Malgré son altitude modeste, le massif jurassien a été fortement englacé. Il le doit surtout au glacier du Rhône, qui a débordé la haute chaîne jusqu’au droit de Pontarlier et permis la naissance d’une calotte qui a occupé toute la partie méridionale et les plateaux du centre jusqu’à la vallée de l’Ain (et au-delà, puisque les glaces allaient mourir à Lyon). Les lacs, les terrasses, les marais qui donnent à cette partie de la chaîne son charme sauvage et romantique témoignent de ces actions.

Le Jura tient cependant davantage ses caractères montagnards du climat que de l’altitude. Exposé aux vents d’ouest, il reçoit des abats d’eau abondants (plus de 2,50 m par exemple au-dessus de Morez). L’été, le caractère déjà continental se marque à la fréquence des orages, qui entretiennent la verdure générale (sans elle, sur ces sols secs, on devrait avoir de véritables causses). L’hiver, ces mêmes influences continentales se marquent aux périodes de froid intense, où le thermomètre peut accuser – 30 °C dans les vals de la haute chaîne, avec un ciel très pur sur la neige.
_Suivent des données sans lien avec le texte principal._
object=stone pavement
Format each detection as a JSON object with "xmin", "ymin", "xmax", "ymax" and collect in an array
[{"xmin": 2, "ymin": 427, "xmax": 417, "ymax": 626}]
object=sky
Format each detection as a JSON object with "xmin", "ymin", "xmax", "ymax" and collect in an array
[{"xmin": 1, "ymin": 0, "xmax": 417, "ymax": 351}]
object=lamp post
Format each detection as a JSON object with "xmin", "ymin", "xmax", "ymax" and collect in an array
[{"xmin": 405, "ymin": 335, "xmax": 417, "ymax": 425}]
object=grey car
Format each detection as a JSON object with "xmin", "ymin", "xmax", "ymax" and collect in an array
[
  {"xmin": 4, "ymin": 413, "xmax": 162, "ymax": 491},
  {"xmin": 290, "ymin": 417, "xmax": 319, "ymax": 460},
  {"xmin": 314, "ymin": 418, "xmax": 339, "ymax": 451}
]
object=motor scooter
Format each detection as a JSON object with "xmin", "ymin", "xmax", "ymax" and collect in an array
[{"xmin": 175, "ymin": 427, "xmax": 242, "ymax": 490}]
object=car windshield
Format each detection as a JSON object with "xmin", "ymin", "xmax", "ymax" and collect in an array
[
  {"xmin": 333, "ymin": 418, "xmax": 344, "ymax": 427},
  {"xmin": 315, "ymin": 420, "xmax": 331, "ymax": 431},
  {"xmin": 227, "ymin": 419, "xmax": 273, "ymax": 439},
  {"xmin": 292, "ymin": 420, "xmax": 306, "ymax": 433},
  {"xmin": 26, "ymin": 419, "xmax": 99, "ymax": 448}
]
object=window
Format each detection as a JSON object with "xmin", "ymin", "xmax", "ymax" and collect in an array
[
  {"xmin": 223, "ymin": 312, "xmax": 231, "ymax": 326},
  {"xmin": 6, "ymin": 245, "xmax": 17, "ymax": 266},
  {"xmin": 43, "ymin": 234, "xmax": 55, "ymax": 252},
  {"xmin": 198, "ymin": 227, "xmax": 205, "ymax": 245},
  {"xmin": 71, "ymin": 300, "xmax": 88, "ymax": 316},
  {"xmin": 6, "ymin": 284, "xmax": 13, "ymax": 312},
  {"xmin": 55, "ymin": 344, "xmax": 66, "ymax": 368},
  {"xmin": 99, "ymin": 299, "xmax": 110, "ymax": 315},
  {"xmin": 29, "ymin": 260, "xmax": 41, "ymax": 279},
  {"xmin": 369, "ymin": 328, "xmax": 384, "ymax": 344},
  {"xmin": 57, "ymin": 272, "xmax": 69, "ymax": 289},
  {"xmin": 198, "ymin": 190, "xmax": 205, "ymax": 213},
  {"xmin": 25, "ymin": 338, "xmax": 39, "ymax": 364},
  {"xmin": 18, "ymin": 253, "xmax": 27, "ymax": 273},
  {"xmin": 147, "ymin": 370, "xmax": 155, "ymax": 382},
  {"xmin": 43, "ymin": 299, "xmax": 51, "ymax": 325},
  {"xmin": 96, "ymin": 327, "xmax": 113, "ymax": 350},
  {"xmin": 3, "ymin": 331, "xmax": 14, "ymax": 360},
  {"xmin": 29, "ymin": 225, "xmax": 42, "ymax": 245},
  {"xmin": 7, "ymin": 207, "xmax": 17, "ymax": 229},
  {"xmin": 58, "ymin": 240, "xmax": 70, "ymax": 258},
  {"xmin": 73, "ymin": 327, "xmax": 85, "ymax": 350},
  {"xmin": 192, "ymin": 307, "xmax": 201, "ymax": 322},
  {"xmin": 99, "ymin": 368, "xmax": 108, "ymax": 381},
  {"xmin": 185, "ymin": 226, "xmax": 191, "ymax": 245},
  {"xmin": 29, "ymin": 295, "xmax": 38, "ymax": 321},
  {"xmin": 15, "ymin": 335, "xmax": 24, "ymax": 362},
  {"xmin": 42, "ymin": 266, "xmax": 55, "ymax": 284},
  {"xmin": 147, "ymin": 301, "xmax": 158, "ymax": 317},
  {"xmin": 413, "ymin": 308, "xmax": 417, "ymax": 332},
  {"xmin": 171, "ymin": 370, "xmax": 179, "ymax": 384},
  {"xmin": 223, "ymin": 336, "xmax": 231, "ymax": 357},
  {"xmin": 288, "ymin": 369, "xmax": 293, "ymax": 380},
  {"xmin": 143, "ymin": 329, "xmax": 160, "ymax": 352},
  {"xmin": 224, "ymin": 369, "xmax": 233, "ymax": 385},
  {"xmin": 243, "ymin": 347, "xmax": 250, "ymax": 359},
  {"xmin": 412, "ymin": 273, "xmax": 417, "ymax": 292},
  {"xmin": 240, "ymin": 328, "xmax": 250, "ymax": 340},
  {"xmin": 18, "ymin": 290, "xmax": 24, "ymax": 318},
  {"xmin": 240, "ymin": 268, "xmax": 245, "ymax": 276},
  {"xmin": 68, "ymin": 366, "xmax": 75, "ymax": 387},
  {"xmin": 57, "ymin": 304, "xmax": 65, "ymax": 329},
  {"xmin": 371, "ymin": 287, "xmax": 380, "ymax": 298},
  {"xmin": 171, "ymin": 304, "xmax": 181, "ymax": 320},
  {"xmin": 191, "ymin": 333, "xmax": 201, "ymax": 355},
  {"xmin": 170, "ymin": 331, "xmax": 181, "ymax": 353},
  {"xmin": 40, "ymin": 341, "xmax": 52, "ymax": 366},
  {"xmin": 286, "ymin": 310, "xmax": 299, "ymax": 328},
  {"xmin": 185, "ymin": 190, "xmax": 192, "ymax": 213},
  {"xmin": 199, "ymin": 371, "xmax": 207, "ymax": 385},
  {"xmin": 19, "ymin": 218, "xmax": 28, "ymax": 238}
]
Au printemps, c’est l’aspect océanique qui l’emporte parfois, alors qu’à l’automne le beau temps persistant témoigne des influences continentales dominantes.

Ce climat n’est évidemment pas uniforme. Avec l’altitude, il devient plus humide, plus dur. On place généralement la limite vers 700 m. Au-dessous, sur le premier plateau, la végétation est encore celle de la plaine, forêt de feuillus et cultures. Au-dessus, les sapins mêlés de hêtres et les épicéas occupent toute la place qui n’est pas dévolue aux herbages.

Vers le sud, on ressent certaines influences méditerranéennes. La partie basse de la chaîne se couvre parfois de formations de buis, les pelouses à genévriers évoquent parfois celles des Causses. Sur la bordure, les sites bien exposés du Vignoble multiplient ces secteurs d’affinité méridionale ; on les retrouve jusqu’au cœur des plateaux, le long de la vallée de la Loue par exemple.

Le versant oriental est sous le vent. Il y pleut plus rarement qu’à l’ouest, et les nuages s’y trouent plus volontiers d’éclaircies. Le pays y gagne un air heureux, riant, moins sévère que celui des zones de l’ouest, et les lacs qui s’allongent à ses pieds, depuis celui du Bourget jusqu’à celui de Bienne, ajoutent encore au charme.